Anything worth a try, thanks I will try them, it will benefit the local community so a good idea all round.


----------



## dghr272 (Jun 14, 2012)

coppo said:


> I am just starting a fundraising campaign for the just under 3k to get one, I am a manager in supported living and run 3 houses in a cul de sac. They need to be in a heated cabinet which I didn't know so have to fitted by electricians.
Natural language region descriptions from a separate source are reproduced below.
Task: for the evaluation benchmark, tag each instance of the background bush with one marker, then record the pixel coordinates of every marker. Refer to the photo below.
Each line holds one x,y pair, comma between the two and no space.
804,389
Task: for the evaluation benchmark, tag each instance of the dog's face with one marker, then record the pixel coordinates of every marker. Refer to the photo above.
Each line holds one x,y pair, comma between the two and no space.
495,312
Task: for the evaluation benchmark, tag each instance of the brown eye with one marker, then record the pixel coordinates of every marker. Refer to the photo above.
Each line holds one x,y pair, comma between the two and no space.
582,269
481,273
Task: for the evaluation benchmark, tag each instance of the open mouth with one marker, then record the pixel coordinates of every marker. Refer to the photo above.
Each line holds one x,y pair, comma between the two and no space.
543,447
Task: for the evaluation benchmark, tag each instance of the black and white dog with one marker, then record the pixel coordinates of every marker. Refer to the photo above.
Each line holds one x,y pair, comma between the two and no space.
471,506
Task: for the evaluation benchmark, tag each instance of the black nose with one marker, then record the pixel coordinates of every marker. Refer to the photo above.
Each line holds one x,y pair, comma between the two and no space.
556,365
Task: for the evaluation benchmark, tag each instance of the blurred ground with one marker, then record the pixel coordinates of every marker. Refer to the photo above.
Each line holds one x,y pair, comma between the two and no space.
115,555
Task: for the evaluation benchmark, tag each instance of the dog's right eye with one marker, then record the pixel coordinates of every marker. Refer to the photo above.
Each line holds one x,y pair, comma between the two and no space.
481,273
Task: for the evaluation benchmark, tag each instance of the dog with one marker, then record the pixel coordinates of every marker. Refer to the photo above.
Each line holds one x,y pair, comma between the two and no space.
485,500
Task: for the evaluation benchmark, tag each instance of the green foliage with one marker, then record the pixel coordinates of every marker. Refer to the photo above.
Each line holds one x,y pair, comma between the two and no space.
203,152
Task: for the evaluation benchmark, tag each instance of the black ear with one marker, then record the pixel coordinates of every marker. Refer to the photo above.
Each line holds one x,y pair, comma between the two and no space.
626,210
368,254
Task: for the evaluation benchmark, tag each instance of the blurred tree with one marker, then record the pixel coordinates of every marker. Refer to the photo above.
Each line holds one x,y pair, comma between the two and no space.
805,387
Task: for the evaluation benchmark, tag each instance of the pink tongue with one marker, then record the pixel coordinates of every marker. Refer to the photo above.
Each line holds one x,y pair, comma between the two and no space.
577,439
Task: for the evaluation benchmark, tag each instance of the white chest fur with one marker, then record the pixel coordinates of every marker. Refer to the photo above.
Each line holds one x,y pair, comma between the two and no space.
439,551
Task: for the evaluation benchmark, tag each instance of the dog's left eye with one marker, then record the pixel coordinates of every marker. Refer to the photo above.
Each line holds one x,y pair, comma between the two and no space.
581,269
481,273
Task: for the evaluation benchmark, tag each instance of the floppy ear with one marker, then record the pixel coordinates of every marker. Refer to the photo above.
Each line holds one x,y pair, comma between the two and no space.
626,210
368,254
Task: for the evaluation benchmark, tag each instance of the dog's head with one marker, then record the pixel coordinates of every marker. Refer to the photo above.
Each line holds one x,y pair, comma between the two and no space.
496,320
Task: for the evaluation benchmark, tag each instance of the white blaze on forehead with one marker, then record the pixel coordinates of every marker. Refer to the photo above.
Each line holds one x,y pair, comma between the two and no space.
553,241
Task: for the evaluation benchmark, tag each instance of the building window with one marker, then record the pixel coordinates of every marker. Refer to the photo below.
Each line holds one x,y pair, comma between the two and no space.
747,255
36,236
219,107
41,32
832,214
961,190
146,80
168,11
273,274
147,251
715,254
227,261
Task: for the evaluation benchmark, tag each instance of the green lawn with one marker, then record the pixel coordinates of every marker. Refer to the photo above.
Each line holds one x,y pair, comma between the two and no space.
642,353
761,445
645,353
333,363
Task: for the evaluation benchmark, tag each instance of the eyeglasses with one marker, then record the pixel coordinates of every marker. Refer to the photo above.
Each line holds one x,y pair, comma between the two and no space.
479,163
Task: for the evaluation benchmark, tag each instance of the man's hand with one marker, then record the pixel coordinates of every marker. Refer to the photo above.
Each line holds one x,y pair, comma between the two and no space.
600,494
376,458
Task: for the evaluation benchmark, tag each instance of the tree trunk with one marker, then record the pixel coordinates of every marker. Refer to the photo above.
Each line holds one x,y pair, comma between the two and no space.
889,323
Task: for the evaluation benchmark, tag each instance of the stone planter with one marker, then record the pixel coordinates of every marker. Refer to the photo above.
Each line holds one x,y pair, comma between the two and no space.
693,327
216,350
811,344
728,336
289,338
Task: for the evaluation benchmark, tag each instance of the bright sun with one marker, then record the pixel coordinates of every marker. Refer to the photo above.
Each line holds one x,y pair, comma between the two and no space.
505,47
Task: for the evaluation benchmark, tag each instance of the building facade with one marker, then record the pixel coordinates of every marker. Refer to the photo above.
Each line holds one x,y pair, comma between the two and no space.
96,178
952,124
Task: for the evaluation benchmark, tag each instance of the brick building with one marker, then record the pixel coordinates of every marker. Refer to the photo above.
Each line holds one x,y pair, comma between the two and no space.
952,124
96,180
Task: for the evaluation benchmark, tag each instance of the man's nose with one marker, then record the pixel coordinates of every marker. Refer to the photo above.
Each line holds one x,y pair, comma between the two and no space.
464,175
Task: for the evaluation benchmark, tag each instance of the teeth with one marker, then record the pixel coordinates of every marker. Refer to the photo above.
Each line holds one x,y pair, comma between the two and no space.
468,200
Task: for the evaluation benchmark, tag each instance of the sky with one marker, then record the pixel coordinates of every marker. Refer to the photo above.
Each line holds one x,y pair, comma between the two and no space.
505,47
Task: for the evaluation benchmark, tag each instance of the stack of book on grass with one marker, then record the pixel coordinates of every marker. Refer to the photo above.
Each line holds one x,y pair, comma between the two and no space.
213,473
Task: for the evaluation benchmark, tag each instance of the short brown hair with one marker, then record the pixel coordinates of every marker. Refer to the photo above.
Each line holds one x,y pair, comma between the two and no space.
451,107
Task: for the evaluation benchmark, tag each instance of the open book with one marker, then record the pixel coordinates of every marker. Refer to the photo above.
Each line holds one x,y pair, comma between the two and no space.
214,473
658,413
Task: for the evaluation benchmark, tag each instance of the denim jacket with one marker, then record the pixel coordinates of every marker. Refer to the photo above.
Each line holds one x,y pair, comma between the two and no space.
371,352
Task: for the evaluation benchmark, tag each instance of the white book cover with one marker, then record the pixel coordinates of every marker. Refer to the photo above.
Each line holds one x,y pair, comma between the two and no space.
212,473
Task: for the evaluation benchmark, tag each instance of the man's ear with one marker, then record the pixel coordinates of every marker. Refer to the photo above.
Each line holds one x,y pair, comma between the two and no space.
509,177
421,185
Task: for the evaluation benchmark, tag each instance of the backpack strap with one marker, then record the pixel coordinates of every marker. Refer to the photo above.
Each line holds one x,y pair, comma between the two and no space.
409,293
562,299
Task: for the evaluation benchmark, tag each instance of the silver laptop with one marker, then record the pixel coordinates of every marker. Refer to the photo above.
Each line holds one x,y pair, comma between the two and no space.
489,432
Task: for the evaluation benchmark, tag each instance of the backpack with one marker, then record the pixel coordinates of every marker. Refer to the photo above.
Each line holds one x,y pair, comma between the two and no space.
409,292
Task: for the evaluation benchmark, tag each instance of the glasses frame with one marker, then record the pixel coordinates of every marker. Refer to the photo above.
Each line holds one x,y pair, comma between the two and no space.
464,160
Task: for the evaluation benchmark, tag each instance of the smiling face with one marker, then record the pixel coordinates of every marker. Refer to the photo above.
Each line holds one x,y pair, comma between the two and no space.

Give us details of your fundraising, I and others helped Barry with his bloody donkey sanctuary plea on Fruitcakes, I'm sure a few of the affluent here could help. :grin2:

Terry

PS I'm in NI and am expecting a windfall. >>


----------



## coppo (May 27, 2009)

dghr272 said:


> Give us details of your fundraising, I and others helped Barry with his bloody donkey sanctuary plea on Fruitcakes, I'm sure a few of the affluent here could help. :grin2:
> 
> Terry
> 
> PS I'm in NI and am expecting a windfall. >>


Many thanks, we are just planning things, when details are available I will post them on here.


----------



## patp (Apr 30, 2007)

We managed to get our Parish Council to purchase one. I keep in touch with the goings on at the Parish Council (I used to be one of them) but I saw nothing about its installation until I passed the Methodist Church, which in a road off the centre of the village, and saw it on their wall. 


If they are acquired and stationed somewhere it would be a good idea to advertise the fact.


Am I right in thinking that you need a code from your 999 call to access the unit?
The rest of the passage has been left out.